Blog
SQL: The Forgotten API

SQL: The Forgotten API

Chris Brown

Published October 19, 2023

Last edited: April 11, 2025

Data mesh has become a hot topic as organizations look to foster self-service analytics to make evidence-based decisions. There are plenty of articles discussing data mesh, including Zhamak Dehghani’s original blog post introducing the topic from 2019.

To get back to basics, data mesh is a socio-technical approach to creating a decentralized analytical data architecture. It organizes data by domains to make it more accessible by connecting data owners, producers, and consumers. Grounding the data mesh-enabling architecture are four guiding principles:

Domain Ownership
Data as a Product
Self-Service Data Infrastructure
Federated Computational Governance

Data products could be one of the most confusing pillars of the data mesh because they truly force organizations to rethink how they deliver data to customers using product thinking. Product thinking requires a cultural change that is externally focused vs. internally focused, solves a problem vs. takes an order, and builds value vs. breaking down tasks.

This change requires data product owners to have deep knowledge and understanding of the customer to deliver the right data product. It also forces data product owners to own the product over the entire lifecycle, adapting it to the customer’s needs and not just ending the project when the data is delivered. In other words, the data product must achieve product-market fit.

With this in mind, how do organizations deliver data as a product for business analysts and data scientists building dashboards and models?

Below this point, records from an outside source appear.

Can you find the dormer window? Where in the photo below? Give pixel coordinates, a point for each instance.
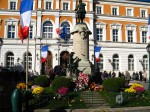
(48, 5)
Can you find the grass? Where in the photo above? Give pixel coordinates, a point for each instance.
(130, 100)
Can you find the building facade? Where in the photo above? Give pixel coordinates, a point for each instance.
(119, 26)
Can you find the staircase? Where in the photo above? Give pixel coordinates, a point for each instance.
(93, 99)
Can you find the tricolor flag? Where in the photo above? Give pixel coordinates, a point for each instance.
(44, 52)
(148, 40)
(62, 32)
(26, 8)
(97, 51)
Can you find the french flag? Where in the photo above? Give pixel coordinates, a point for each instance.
(44, 52)
(62, 32)
(26, 8)
(149, 28)
(97, 51)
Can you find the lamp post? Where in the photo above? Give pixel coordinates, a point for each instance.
(1, 43)
(148, 50)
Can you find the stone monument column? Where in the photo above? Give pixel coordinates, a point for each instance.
(81, 47)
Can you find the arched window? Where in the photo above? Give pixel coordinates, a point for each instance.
(10, 59)
(100, 64)
(115, 62)
(130, 62)
(29, 61)
(145, 62)
(67, 25)
(47, 30)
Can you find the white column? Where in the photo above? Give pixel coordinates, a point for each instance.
(91, 5)
(74, 4)
(91, 28)
(56, 25)
(39, 4)
(39, 19)
(57, 4)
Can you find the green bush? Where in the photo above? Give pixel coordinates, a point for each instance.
(42, 81)
(61, 82)
(113, 84)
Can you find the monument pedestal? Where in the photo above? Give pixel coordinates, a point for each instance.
(81, 47)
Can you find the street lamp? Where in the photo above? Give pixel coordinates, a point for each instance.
(1, 43)
(148, 50)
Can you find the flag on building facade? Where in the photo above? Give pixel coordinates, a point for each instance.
(148, 29)
(26, 8)
(44, 52)
(62, 32)
(97, 52)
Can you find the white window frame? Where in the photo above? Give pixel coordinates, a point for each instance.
(102, 10)
(117, 7)
(68, 4)
(11, 61)
(132, 12)
(12, 1)
(146, 14)
(86, 6)
(51, 4)
(102, 26)
(133, 28)
(143, 28)
(117, 26)
(11, 21)
(131, 64)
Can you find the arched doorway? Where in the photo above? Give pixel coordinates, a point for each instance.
(64, 56)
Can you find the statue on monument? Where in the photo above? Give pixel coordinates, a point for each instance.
(80, 8)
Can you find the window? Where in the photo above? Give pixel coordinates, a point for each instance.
(12, 5)
(99, 34)
(144, 36)
(11, 31)
(29, 61)
(10, 59)
(145, 62)
(31, 32)
(130, 62)
(129, 12)
(48, 5)
(67, 26)
(143, 13)
(115, 62)
(115, 35)
(114, 11)
(99, 10)
(130, 36)
(47, 30)
(65, 6)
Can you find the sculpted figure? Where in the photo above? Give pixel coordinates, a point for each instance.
(80, 8)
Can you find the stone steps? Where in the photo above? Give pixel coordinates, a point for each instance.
(93, 99)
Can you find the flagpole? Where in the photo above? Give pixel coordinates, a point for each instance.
(27, 63)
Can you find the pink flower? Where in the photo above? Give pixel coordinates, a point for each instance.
(63, 91)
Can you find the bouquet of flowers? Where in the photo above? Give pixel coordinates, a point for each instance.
(21, 86)
(63, 91)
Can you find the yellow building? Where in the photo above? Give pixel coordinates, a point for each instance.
(119, 26)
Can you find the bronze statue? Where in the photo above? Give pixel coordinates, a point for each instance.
(80, 8)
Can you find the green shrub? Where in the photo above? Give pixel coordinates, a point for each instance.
(42, 81)
(113, 84)
(61, 82)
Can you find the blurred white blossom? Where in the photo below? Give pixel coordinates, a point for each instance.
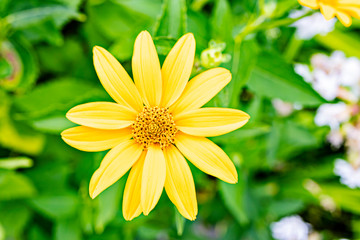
(334, 76)
(308, 27)
(290, 228)
(349, 175)
(332, 115)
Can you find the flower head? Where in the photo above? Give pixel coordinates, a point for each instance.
(155, 123)
(342, 9)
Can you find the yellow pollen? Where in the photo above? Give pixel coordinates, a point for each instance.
(154, 125)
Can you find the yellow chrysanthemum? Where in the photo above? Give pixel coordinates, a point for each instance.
(343, 9)
(153, 125)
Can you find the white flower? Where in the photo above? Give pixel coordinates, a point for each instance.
(326, 85)
(282, 108)
(332, 115)
(308, 27)
(348, 174)
(290, 228)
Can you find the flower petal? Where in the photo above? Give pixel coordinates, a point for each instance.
(132, 192)
(351, 10)
(115, 79)
(344, 18)
(309, 3)
(146, 69)
(201, 89)
(177, 68)
(153, 178)
(210, 122)
(93, 140)
(115, 164)
(327, 11)
(102, 115)
(179, 183)
(207, 156)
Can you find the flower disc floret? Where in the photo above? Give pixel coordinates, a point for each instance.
(154, 125)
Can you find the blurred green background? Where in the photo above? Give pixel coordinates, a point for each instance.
(46, 68)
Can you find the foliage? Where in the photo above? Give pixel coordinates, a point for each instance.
(44, 182)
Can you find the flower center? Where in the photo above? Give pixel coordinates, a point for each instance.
(154, 125)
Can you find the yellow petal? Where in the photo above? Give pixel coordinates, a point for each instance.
(327, 11)
(146, 69)
(309, 3)
(179, 183)
(115, 79)
(201, 89)
(93, 140)
(177, 68)
(344, 18)
(115, 164)
(132, 192)
(153, 178)
(207, 156)
(210, 122)
(102, 115)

To meet the needs of these users, data needs to be delivered in a way that allows them to continue using their existing tools and processes to deliver the needed analytics. To do that, data products should be delivered using SQL.

What Is a Data Product?

Dehghani calls a data product an “architectural quantum,” and cites Evolutionary Architecture’s definition of the term: “The smallest unit of an architecture that can be independently deployed with high functional cohesion, and includes all the structural elements required for its function.”

If you’re like me, that feels too technical. Put simply, a data product is a valuable set of data for analytical consumption. While many would categorize dashboards, Excel spreadsheets, and ML/AI models as data products, I would argue that they are not. You are not able to use those entities to create new insights by combining them with other data – that would essentially mean a data product is just a data set.

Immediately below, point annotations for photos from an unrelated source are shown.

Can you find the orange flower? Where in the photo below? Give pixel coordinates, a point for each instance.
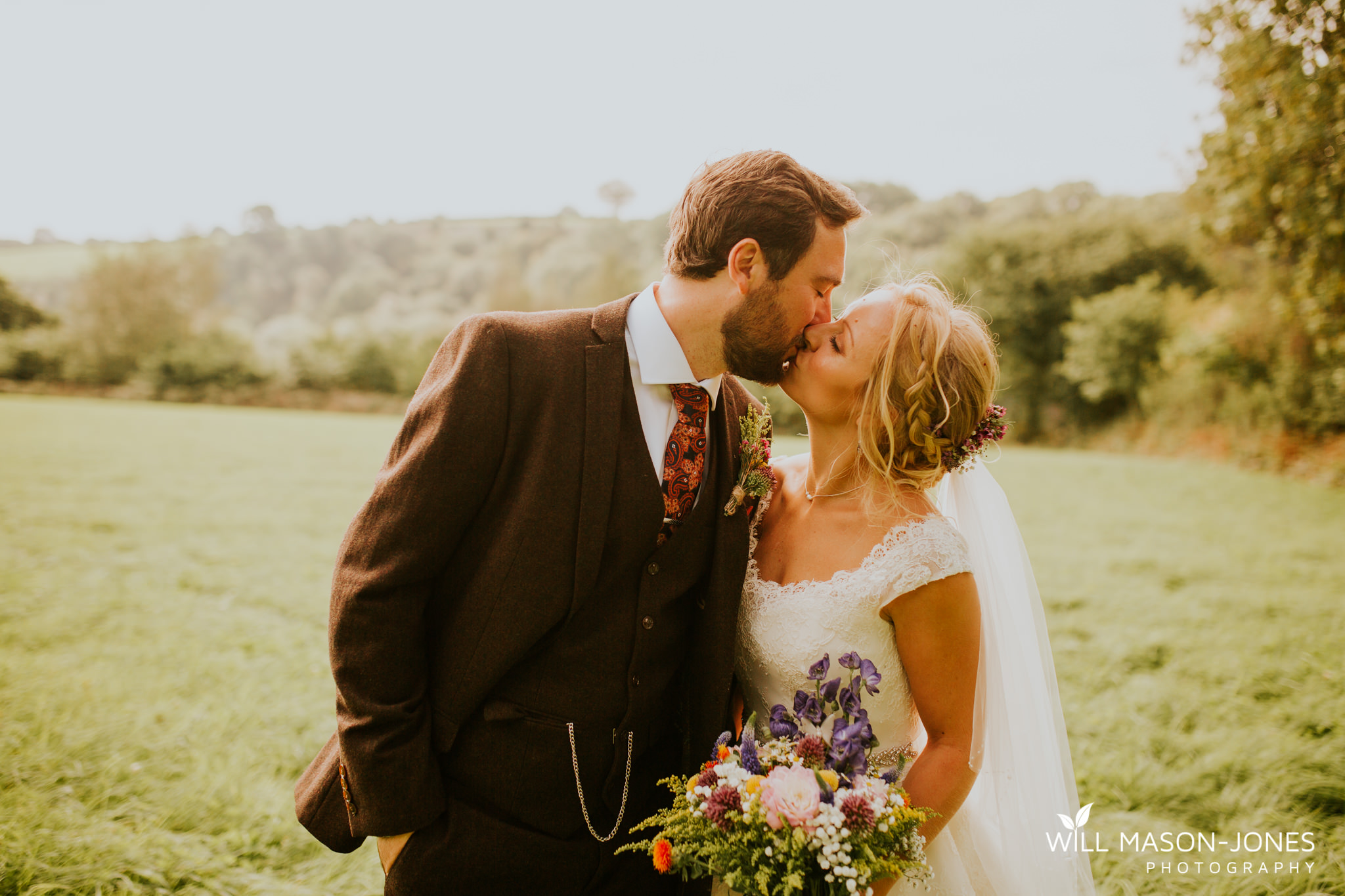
(662, 856)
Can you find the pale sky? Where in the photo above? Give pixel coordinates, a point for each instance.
(132, 119)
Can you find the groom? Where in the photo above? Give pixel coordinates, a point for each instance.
(533, 616)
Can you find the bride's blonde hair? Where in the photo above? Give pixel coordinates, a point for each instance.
(929, 390)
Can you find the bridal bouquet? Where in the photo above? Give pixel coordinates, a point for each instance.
(795, 813)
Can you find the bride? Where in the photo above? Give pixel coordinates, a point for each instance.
(872, 544)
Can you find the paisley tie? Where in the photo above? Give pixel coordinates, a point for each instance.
(684, 459)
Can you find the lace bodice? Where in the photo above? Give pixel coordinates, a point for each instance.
(786, 628)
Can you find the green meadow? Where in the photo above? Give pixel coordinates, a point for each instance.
(163, 667)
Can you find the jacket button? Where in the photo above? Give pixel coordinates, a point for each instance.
(345, 790)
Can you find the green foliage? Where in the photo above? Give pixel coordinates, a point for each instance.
(211, 359)
(1028, 274)
(136, 304)
(16, 312)
(34, 354)
(389, 363)
(1274, 179)
(164, 575)
(745, 855)
(1114, 340)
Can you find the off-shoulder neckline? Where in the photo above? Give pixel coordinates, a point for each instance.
(875, 555)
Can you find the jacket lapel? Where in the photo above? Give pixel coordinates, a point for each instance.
(712, 670)
(606, 368)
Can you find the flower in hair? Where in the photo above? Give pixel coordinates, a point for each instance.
(990, 429)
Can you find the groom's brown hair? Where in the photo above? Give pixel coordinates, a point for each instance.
(762, 195)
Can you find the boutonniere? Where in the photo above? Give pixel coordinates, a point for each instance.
(757, 479)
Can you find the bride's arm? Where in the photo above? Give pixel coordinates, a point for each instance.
(938, 631)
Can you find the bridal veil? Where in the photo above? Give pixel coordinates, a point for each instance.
(1025, 778)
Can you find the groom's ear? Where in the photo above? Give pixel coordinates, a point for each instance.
(747, 265)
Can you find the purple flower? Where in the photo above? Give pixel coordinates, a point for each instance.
(866, 735)
(747, 756)
(782, 726)
(829, 689)
(870, 675)
(806, 707)
(848, 746)
(849, 702)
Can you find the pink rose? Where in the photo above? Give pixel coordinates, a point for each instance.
(790, 796)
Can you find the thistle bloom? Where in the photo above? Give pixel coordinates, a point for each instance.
(720, 803)
(858, 813)
(813, 750)
(790, 797)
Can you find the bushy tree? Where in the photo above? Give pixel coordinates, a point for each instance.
(136, 304)
(16, 312)
(1274, 179)
(1025, 276)
(1113, 341)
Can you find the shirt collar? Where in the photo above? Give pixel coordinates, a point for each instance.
(658, 355)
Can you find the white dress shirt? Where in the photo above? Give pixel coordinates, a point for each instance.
(658, 362)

What makes data products different is that they are created using product thinking. In other words, the data consumer is in the center and the product is seen as an ever-changing entity meant to delight them. This is a mindset shift in that just providing data is no longer good enough – you now need to show that the data provides value to the organization.

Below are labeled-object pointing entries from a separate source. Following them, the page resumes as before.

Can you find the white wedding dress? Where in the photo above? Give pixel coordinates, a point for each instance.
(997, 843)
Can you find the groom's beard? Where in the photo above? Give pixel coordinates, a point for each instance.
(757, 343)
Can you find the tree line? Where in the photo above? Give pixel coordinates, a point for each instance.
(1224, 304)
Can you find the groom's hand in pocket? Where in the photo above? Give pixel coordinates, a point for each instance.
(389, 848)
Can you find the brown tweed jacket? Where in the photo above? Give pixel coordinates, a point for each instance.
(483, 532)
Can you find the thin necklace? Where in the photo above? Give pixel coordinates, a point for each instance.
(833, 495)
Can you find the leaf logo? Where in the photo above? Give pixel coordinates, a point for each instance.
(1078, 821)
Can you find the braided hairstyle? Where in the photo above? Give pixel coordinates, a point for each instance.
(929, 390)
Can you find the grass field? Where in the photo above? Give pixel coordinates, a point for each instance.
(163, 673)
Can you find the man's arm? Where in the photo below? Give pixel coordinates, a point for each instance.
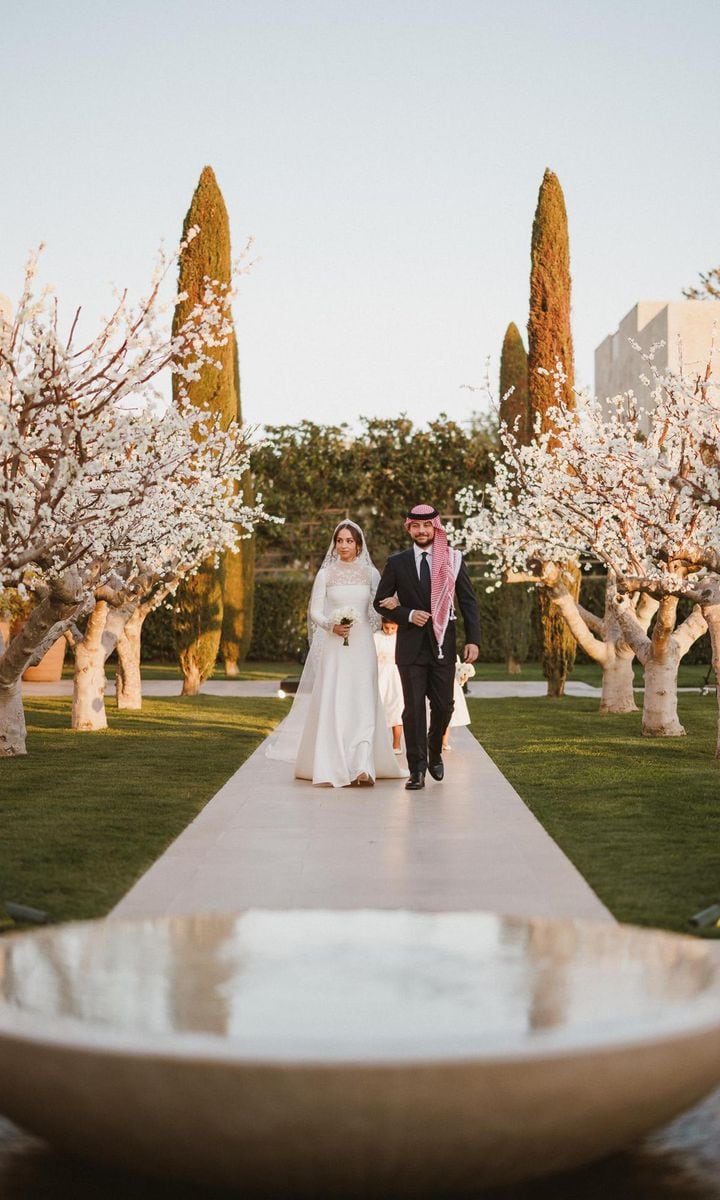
(388, 587)
(468, 606)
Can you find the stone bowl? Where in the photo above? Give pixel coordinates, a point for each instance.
(353, 1054)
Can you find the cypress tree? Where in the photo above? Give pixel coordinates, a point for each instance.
(550, 341)
(238, 576)
(516, 605)
(197, 616)
(514, 375)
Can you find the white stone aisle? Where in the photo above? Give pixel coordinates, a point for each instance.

To do this, new metrics such as net promoter score provide better insights than traditional technical metrics, such as the number of times the data was accessed. In addition, data products must have the following usability characteristics:

Discoverable through a central catalog;
Addressable through a unique global identifier;
Trustworthy and truthful, providing service level objectives, data integrity/quality, lineage, and other key aspects;
Self-describing semantics and syntax, meaning they can be discovered, understood, and consumed without hand-holding;
Interoperable and governed by global standards; and
Secure and governed by global access control

These characteristics enable consumers to easily join, aggregate, and filter data for analysis using data from different domains. The question then becomes, how does a domain deliver a data product?

What’s Wrong with Web Services for Data Mesh?

Having worked with customers on their journey to creating a data mesh, I often see their first instinct is to utilize a web service-based delivery model. Usually, the data product is delivered over a REST interface using JSON, but some customers have looked at using GraphQL or even giving an AWS S3 endpoint for a parquet or CSV file.

Organizations fall back on web services because they are typically the way we deliver data via applications in a distributed architecture, like a data mesh. While these are perfectly valid options that meet the characteristics of a data product, they are not the most efficient way to deliver a data product. The number one reason is that a data mesh is built for analytics use cases, not operational systems.

The issue with using web services is that data is difficult to join, filter, and aggregate, which are essential functions to delivering analytical results. If one data product delivers data via JSON, and another via XML (yes, it is still used), then the data needs to be wrangled to normalize it for analysis. Even if the data is all in JSON, it must be brought into memory to perform the analysis.

This is inefficient because it becomes difficult to scale the BI tools and servers that are performing the work to provide a result. In most cases, the data will be stored in a database that creates a duplicate version. That data now needs to be kept up-to-date via data engineering work, but using APIs forces people into an anti-pattern for data mesh implementation.

Why SQL Is the Future of Data Product Delivery

History says that SQL will win out over web services for data product delivery in data mesh architectures. Why?

Enhanced Data Platform Capabilities

The first release of Hadoop in 2006 ushered in the “big data” and batch processing analytics revolution. Hadoop was exciting because it did not force analysts into strict SQL constructs like traditional relational database data warehouses.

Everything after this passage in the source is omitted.